There are four very good reasons not to jump straight into an expression of interest (step 4) at this point:
1. You may end up wasting your time with an inappropriate Challenge. There are lots of reasons why an expression of interest can be rejected (see step 5) and some very simple enquiries to the authority may identify reasons why a Challenge for a particular service would be automatically unsuccessful.
2. You will need to get good quality information about any service you wish to challenge to run. You will need to find out as much as possible about how it is delivered at the moment, how it is organised geographically, what outcomes it achieves, what other organisations (if any) are involved in elements of delivery, and how much of the authority’s budget is currently spent on it.
To successfully challenge to deliver a service using the Right to Challenge you will need to be able to demonstrate how you can deliver a better service. You might feel that you can deliver a better quality service, a more responsive service, a more joined-up service, or even a cheaper service, but unless you know what the ‘baseline’ position is, you will struggle to demonstrate that this may be the case. An expression of interest which contains inadequate or inaccurate information can be rejected on these grounds alone.

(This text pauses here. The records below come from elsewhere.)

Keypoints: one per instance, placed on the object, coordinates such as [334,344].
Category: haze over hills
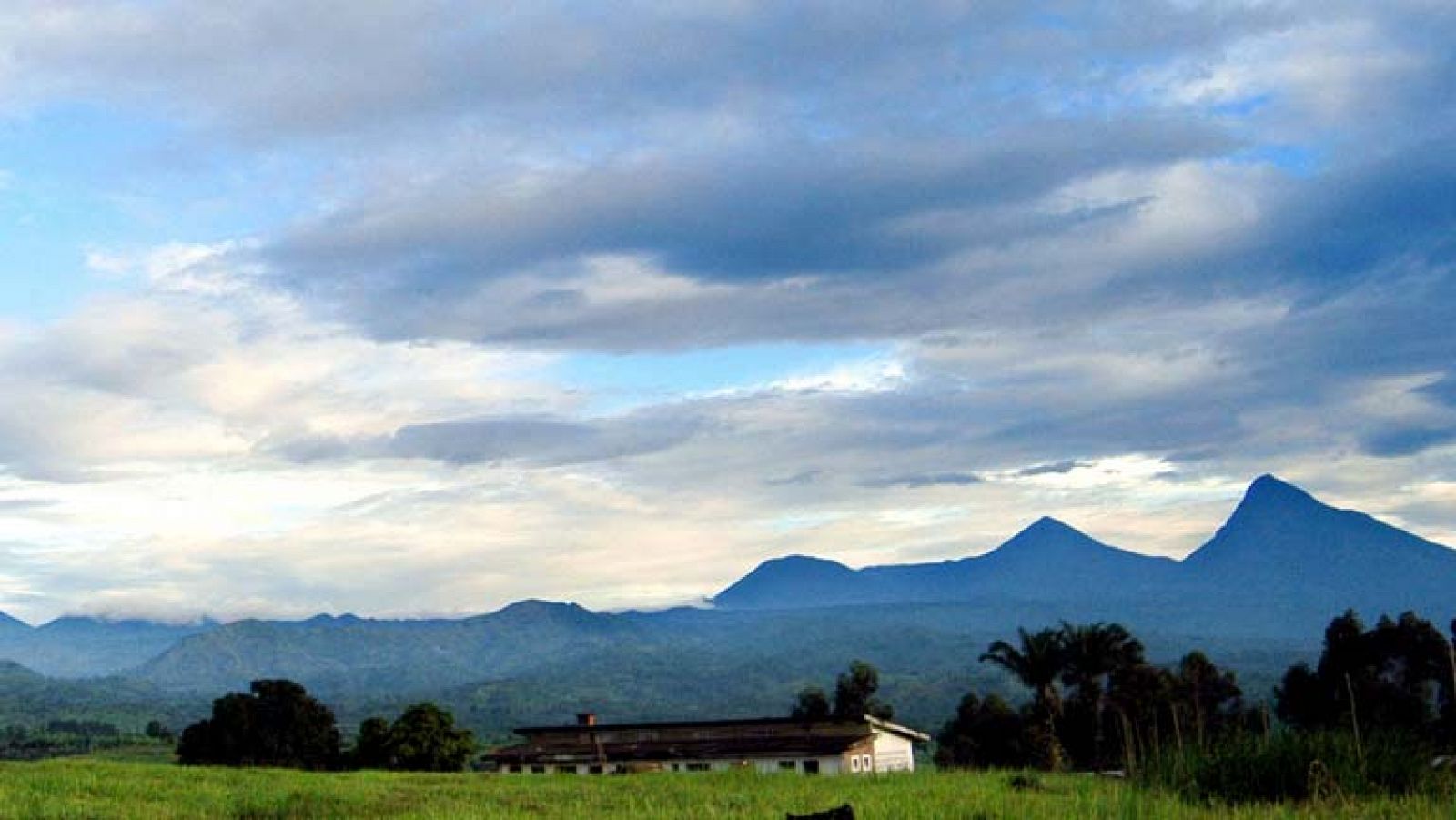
[1257,596]
[1048,561]
[86,647]
[1281,562]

3. You will need to identify whether TUPE – Transfer of Undertakings (Protection of Employment) – is likely to apply. TUPE is a highly complex area of regulations which mean that when a service is transferred from one organisation to another, employees’ jobs and conditions may need to transfer at the same time. If this is the case, then clearly your whole approach to a Right to Challenge will be different to your approach if it is not.
It is often not completely clear whether TUPE will definitely apply in any given situation as it depends on a number of factors which may be grey areas in your case, but the most important thing to note is that applying or not applying TUPE is not a decision which you can just make yourself.
Read our Guidance on TUPE for more information.
4. You may find that there is a better way to achieving your goals than by using the Community Right to Challenge. You might find that the authority is already reviewing how it delivers that service and is willing to talk to you about your ideas. Or they may already be planning to procure for the service and can give you some information about the planned procurement process. Or you may even get some information from the authority which means that your goals might change, and you might find a solution which is better for both parties.